Although predominantly a romantic novel, other themes are touched upon which add some historical colour to the text. Social and economic tensions, both in 2010, but more fully developed in the 1910 sections, are prominent. References to land raiders, Clydeside strikes and socialism pepper the text, and indeed shape the character development of Cameron Forbes, the romantic hero in the 1910 sections. These themes are skipped over, unfortunately, in sometimes quite derivative ways, and never come centre stage. In the contemporary plotline, however, the proposed development of Bhalla House into a luxury golf resort will, for many readers ,have echoes of Donald Trump’s plans for Aberdeenshire and the controversies over environment, landscape and the rights of locals that he generated.
There is much here to interest the general reader then, and in particular those with affection for the historical novel and those who are familiar with and fond of the Scottish Hebrides. The great strength of this novel lies in its descriptions of the natural landscape and the birds and animals that live in it. The author captures very well the nature of life in the remote islands, the weather, skies, tone and regenerative qualities.
The novel is not without its weaknesses, however; chief among these is the character of Harriet Devereux, the peg on which much of the contemporary sections are hung.
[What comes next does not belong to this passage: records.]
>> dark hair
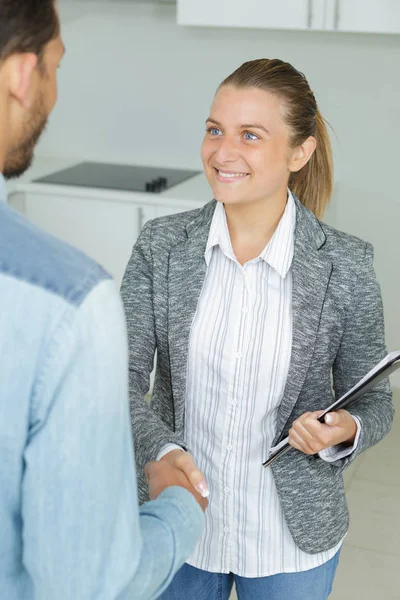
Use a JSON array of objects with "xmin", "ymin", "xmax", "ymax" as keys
[
  {"xmin": 220, "ymin": 59, "xmax": 333, "ymax": 219},
  {"xmin": 0, "ymin": 0, "xmax": 59, "ymax": 65}
]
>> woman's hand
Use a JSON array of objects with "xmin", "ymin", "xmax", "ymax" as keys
[
  {"xmin": 145, "ymin": 459, "xmax": 209, "ymax": 511},
  {"xmin": 159, "ymin": 449, "xmax": 209, "ymax": 498},
  {"xmin": 288, "ymin": 409, "xmax": 358, "ymax": 455}
]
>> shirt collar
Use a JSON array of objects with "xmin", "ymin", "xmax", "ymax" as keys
[
  {"xmin": 205, "ymin": 190, "xmax": 296, "ymax": 278},
  {"xmin": 205, "ymin": 200, "xmax": 236, "ymax": 264}
]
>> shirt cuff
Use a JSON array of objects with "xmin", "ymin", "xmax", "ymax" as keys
[
  {"xmin": 318, "ymin": 416, "xmax": 362, "ymax": 463},
  {"xmin": 156, "ymin": 444, "xmax": 186, "ymax": 461}
]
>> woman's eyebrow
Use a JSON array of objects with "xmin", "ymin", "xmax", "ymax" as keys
[
  {"xmin": 205, "ymin": 118, "xmax": 222, "ymax": 127},
  {"xmin": 241, "ymin": 123, "xmax": 270, "ymax": 134},
  {"xmin": 205, "ymin": 118, "xmax": 269, "ymax": 134}
]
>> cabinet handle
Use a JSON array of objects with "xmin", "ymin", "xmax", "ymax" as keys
[
  {"xmin": 334, "ymin": 0, "xmax": 340, "ymax": 29},
  {"xmin": 307, "ymin": 0, "xmax": 313, "ymax": 29}
]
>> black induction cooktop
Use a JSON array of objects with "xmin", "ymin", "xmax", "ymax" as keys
[{"xmin": 34, "ymin": 162, "xmax": 200, "ymax": 193}]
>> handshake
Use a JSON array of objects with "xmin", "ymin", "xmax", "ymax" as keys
[{"xmin": 145, "ymin": 449, "xmax": 209, "ymax": 512}]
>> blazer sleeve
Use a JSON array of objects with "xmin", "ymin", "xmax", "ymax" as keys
[
  {"xmin": 120, "ymin": 221, "xmax": 188, "ymax": 476},
  {"xmin": 330, "ymin": 242, "xmax": 394, "ymax": 470}
]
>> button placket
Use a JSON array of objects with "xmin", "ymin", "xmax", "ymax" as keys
[
  {"xmin": 223, "ymin": 268, "xmax": 253, "ymax": 570},
  {"xmin": 220, "ymin": 262, "xmax": 251, "ymax": 572}
]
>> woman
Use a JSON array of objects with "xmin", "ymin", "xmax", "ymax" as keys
[{"xmin": 120, "ymin": 59, "xmax": 393, "ymax": 600}]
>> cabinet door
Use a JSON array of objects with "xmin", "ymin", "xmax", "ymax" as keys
[
  {"xmin": 334, "ymin": 0, "xmax": 400, "ymax": 34},
  {"xmin": 23, "ymin": 192, "xmax": 141, "ymax": 287},
  {"xmin": 309, "ymin": 0, "xmax": 337, "ymax": 30},
  {"xmin": 178, "ymin": 0, "xmax": 312, "ymax": 30}
]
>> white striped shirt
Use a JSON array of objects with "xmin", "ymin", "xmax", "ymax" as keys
[{"xmin": 183, "ymin": 193, "xmax": 343, "ymax": 576}]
The overall impression is of someone who says almost nothing and who simply reacts to events in a depressingly over-emotional way. She spends a lot of time hugging mugs of tea and being shocked, and this key weakness opens up a distance between the characters and the reader, making it impossible to really suspend disbelief in a way which makes these types of novels enjoyable. The fact that she manages to dump one objectionable, bossy boyfriend, only to immediately replace him with another, Hebridean version also rather kills the romance of the book. Also, although the author’s credentials as an archaeologist stand her in good stead, there are the occasional anachronisms, which again have a detrimental effect on the reading experience. The author writes about ‘emotionally difficult territory’ for one of her Edwardian characters, for instance, which is not historically appropriate.
Overall, though, Bhalla Strand is a page-turning, unchallenging read; a genre-satisfying – if not entirely successful – romantic novel.